Developing new treatments particularly those that harness a patient’s immune system, including chimeric antigen receptor t-cell (CAR-T) immunotherapy. The objective is more personalized, more effective and less toxic treatment than currently available;
Expanding the genetic understanding and classification of cancer types to improve diagnostics and uncover new targets and modes of therapy;
And creating greater knowledge of nutrition and metabolism and their impact on disease prevention and more holistic treatment options.
"Our world-class researchers at the UNC Lineberger Comprehensive Cancer Center are applying innovative approaches to solving some of the grand challenges of our time," said UNC-Chapel Hill Chancellor Kevin M. Guskiewicz. "Our experts have done foundational work, especially in the space of triple negative breast cancer. Under Lisa Carey’s leadership, they are uniquely positioned to make the most of this generous gift and find life-saving treatments that improve health outcomes for patients in North Carolina and beyond."

Foundational research at UNC Lineberger

UNC Lineberger is internationally recognized for its foundational discoveries that have advanced the field of triple negative breast cancer research.

In 2000, Charles Perou, PhD, the May Goldman Shaw Distinguished Professor of Molecular Oncology and co-leader of the UNC Lineberger breast cancer research program, published a groundbreaking paper identifying the molecular subtypes of breast cancer and demonstrating that breast cancer was not one disease but a collection of diseases with different prognoses. Specifically, the findings defined and characterized the dominant biology underlying triple negative breast cancer.

In 2001, Carey and her UNC Lineberger colleagues launched the first clinical trial in the U.S. that targeted triple negative breast cancers.

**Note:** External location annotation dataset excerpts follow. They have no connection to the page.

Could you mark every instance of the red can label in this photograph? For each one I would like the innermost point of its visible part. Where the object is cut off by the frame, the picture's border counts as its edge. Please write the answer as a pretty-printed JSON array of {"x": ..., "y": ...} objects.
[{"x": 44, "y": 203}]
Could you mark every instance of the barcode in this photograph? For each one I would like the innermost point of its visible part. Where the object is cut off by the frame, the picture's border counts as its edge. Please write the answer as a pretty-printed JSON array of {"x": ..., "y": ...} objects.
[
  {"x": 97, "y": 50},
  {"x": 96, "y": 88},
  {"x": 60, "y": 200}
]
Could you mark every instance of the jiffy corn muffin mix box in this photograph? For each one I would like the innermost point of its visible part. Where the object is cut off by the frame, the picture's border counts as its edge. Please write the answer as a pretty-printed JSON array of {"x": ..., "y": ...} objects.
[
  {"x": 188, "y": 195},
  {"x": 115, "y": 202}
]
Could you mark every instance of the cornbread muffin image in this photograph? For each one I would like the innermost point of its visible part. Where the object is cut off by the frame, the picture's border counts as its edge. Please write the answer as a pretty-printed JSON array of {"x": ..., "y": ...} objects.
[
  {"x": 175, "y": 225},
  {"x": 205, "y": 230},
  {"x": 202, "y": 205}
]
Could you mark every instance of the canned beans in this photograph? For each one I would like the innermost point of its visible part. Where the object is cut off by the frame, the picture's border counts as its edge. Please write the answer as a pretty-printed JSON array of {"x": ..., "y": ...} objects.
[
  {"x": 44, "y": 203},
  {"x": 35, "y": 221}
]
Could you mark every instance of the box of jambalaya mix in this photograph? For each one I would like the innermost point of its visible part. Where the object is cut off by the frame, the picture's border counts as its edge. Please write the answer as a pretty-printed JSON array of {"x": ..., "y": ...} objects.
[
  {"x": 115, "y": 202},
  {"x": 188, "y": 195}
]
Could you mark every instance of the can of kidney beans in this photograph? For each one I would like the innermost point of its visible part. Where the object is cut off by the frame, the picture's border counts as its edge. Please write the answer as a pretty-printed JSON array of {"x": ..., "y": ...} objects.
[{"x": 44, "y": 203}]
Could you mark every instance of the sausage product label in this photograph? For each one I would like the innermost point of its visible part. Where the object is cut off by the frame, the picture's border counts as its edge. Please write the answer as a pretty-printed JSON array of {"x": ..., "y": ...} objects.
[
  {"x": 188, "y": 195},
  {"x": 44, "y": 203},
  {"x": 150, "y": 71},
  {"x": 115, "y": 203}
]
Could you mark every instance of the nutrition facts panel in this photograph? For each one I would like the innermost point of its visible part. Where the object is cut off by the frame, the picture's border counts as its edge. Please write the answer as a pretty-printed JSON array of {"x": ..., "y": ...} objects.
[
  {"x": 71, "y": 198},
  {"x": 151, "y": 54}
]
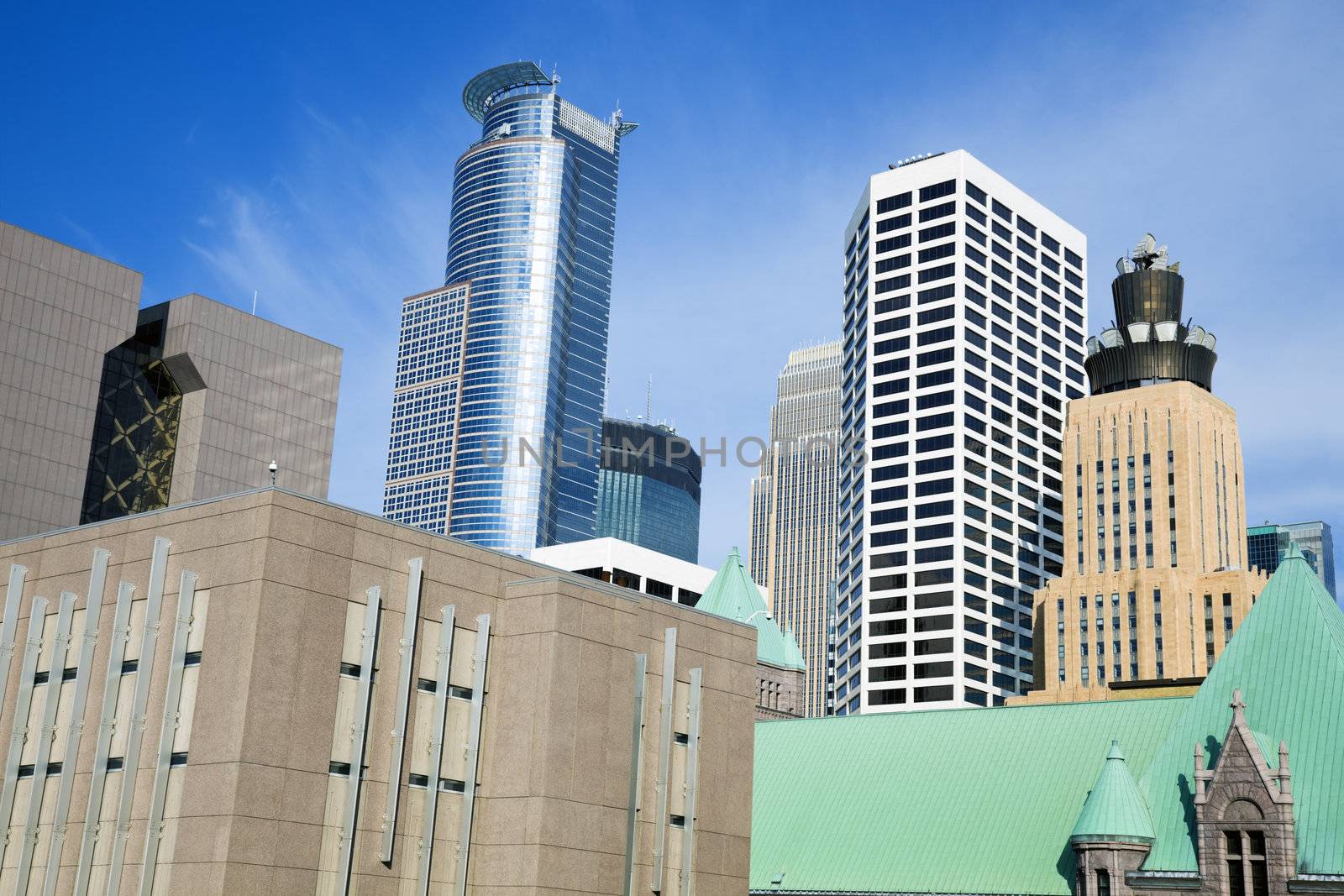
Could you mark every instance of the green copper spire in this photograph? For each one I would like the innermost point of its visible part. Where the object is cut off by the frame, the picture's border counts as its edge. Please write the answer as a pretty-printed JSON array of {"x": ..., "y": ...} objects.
[
  {"x": 734, "y": 595},
  {"x": 1115, "y": 812},
  {"x": 1285, "y": 664}
]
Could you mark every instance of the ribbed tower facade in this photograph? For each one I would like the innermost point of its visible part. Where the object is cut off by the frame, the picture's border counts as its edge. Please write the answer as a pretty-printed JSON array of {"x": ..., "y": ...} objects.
[
  {"x": 793, "y": 508},
  {"x": 1156, "y": 577},
  {"x": 501, "y": 376}
]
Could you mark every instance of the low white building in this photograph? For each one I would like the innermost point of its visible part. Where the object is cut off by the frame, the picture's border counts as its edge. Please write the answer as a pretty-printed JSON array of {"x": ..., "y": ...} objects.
[{"x": 632, "y": 567}]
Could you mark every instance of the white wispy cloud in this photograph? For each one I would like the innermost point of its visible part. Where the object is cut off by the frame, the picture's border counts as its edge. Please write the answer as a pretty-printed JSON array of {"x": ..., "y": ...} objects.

Through its longstanding population-based study, the Carolina Breast Cancer Study, UNC Lineberger researchers also were the first to demonstrate that triple negative breast cancer disproportionately affected Black women, particularly young black women.

"UNC Lineberger has a world-leading record of advancing understanding of triple negative breast cancer and its therapy," said H. Shelton Earp, MD, UNC Lineberger director. "This remarkable gift will enable us to create an unmatched national hub of research excellence combining and enhancing our expertise in genomics, immunotherapy, and cancer nutrition towards more effective and less toxic therapy for advanced triple negative breast cancer, and with the knowledge gained and our world class community engagement team, better prevention, early detection, and timely therapy for all North Carolina’s rural and urban populations."

"This magnanimous gift is both inspiring and transformative, and it will be life-saving," said A. Wesley Burks, MD, dean of the UNC School of Medicine, vice chancellor for medical affairs, and CEO of UNC Health. "In addition to building on the depth of our expertise in cancer research and care, this gift enables us to focus on uncovering what makes some cancers so difficult to treat and identifying the drivers of racial disparities in cancer treatment outcomes. This is critically important work."